By HUGO KUGIYA, AP National Writer Fri Dec 30, 2:46 PM ET

If life is often a matter of split seconds — the train door that closes in your face, the chance encounter with the love of your life, the near-collision with an oncoming SUV — then the universe is about to bestow upon us a generous gift: the leap second.

On Saturday, at exactly 7 p.m. Eastern Standard Time, one second will be added to our official record of time — Coordinated Universal Time, kept by a series of atomic clocks, housed in environmentally sealed vaults in about 80 timekeeping laboratories around the world and certified by the International Bureau of Weights and Measures in Paris.

The reason for the extra second is simple: The earth is slowing down. Since the days of Sir Isaac Newton, scientists have understood the time it takes for the earth to make a full rotation is getting longer. The gradual deceleration is caused by the gravitational pull of the moon. The same force that brings the tides is putting the brakes on the earth, albeit very slowly.

And because time is a function of planetary movement, our days are getting longer and, depending on how you look at it, time is slowing down. This discrepancy is something we have only recently become able to measure. That happened in 1958 with the advent of atomic clocks, which measure time using the resonant frequency of a cesium atom.

When a 24-hour day, as measured by the world's atomic clocks, becomes more than 9/10th's of a second shorter than a solar day, those in charge add the leap second.

Eventually the 24-hour day as we know it will become a few minutes longer, although it will take millions of years. After hundreds of millions of years, the day will grow an hour longer. The rotation of the earth and its orbital path around the sun (which is engaged in a perpetual gravitational tug of war with Jupiter) are inconsistent and always vary slightly.

"If we think of all the ways we're being jerked around the universe, we'd probably be hurling in the street," joked Geoff Chester, spokesman for the U.S. Naval Observatory in Washington D.C.

These cosmic forces matter little in the lifetime of any single person until, eventually, a day in the life gains one second.

Most of us will not pause to notice the extra second. But our machines will.
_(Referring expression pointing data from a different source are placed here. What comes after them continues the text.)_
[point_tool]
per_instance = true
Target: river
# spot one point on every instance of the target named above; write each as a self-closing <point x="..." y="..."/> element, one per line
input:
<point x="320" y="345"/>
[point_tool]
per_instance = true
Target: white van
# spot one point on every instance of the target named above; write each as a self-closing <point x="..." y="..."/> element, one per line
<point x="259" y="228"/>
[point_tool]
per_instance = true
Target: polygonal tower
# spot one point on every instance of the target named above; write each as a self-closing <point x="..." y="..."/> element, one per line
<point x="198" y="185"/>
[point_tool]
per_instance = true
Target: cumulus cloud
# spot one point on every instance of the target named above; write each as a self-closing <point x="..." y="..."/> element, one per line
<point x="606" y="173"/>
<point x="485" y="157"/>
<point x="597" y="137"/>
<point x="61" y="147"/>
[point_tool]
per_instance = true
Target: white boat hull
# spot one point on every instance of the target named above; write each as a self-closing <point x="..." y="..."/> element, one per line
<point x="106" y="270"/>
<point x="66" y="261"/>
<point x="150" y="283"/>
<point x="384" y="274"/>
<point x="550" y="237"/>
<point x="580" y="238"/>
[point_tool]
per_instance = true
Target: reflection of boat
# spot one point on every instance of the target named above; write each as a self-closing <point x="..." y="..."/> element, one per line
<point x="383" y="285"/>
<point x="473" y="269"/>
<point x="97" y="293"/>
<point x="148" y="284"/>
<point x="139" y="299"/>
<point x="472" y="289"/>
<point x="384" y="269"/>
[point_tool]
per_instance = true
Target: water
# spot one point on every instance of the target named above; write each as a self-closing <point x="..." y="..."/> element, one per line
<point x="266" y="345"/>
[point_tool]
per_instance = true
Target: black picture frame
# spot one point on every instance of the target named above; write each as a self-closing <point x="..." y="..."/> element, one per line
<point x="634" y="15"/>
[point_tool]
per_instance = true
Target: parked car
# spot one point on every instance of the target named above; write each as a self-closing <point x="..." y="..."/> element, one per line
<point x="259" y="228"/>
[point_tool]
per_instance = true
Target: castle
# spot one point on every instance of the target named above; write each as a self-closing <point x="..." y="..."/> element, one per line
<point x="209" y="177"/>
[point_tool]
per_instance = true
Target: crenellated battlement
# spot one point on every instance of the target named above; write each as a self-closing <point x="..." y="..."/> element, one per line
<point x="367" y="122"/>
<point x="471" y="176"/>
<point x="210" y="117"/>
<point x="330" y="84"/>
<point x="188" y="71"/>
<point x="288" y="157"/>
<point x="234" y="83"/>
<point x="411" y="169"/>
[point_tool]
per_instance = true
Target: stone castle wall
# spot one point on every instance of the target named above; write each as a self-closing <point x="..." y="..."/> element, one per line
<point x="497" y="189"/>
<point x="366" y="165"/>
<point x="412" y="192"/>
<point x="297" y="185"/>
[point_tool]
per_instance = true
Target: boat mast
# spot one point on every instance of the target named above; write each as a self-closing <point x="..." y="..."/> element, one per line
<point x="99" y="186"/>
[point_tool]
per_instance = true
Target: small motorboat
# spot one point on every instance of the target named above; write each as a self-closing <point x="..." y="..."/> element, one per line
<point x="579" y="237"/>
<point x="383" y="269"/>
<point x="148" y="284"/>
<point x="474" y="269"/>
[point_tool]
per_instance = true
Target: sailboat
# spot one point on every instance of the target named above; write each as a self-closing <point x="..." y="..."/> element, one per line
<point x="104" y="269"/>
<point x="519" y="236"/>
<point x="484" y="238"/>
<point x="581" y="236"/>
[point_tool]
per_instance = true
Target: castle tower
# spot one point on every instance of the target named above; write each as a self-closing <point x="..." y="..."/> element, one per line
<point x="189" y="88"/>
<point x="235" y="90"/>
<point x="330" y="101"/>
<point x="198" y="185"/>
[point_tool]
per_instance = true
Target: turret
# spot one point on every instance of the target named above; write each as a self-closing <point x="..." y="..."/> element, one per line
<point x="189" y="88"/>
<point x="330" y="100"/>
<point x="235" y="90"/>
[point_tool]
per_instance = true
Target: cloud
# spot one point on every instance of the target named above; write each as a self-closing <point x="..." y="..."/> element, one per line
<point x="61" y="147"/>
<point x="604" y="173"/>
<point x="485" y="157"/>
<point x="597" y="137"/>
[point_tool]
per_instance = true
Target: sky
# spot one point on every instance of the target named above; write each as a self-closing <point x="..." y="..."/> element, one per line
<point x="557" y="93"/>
Our computers, and mobile phones, and global positioning devices, will all rest for one second at the appointed time as they calibrate to Coordinated Universal Time.

"All this stuff depends on precise time," Chester said, "and the problem that you have if you don't get all the clocks synchronized when the leap second occurs — you could have potentially interesting effects — is that the Internet could stop working, cell phones could go out."

The official timekeeping devices of communication companies the world over, television stations, newspapers, indeed The Associated Press, also will hold their electronic breaths for one second. Perfect time is critical to our technological infrastructure, some of which operates at the speed of light. Measured this way, one second represents two-thirds the distance between the earth and moon.

For the average person, observing the leap second requires focus and effort. Most cannot feel the extra second of sleep to which we will be entitled. No ball will drop. The leap second will not be observed with a countdown broadcast live from Times Square.

But for those wishing to witness the event, the process is relatively simple and requires a stop watch and a common cell phone with a time display.

At the precise moment the display reads 6:59 p.m. (EST), start the stopwatch. When the display changes to 7:00, stop the watch. It should read 61 seconds.

There. Your extra second will have been spent.